Till, through its jocund loveliness of length
A tidal-race of lust from shore to shore,
A brimming reach of beauty met with strength,
It shines and sounds like some miraculous dream,
Some vision multitudinous and agleam,
Of happiness as it shall be evermore!
The spectacle of life produced in Henley an almost exclusively physical excitement. He did not wish to see things transfigured by the light that never was on sea or land.
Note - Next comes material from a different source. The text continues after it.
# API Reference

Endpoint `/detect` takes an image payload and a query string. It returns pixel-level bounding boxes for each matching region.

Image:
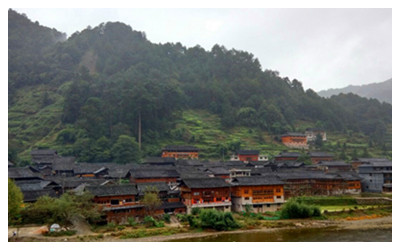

He preferred the light on the wheels of a hansom cab or, at best, the light that falls on the Thames as it flows through London. His attitude to life, in other words, was sensual. He could escape out of circumstances into the sensual enchantments of the Arabian Nights, but there was no escape for him, as there is for the great poets, into the general universe of the imagination. This physical obsession may be put down in a measure to his long years of ill-health and struggle. But even a healthy and prosperous Henley, I fancy, would have been restless, dissatisfied, embittered. For him most seas were Dead Seas, and most shores were desolate. The sensualist’s “Dust and Ashes!” breaks in, not always mournfully, but at times angrily, upon the high noon of his raptures. He longs for death as few poets have longed:
Of art and drink I have had my fill,
he declares, and the conclusion of the whole matter is:
For the end I know is the best of all.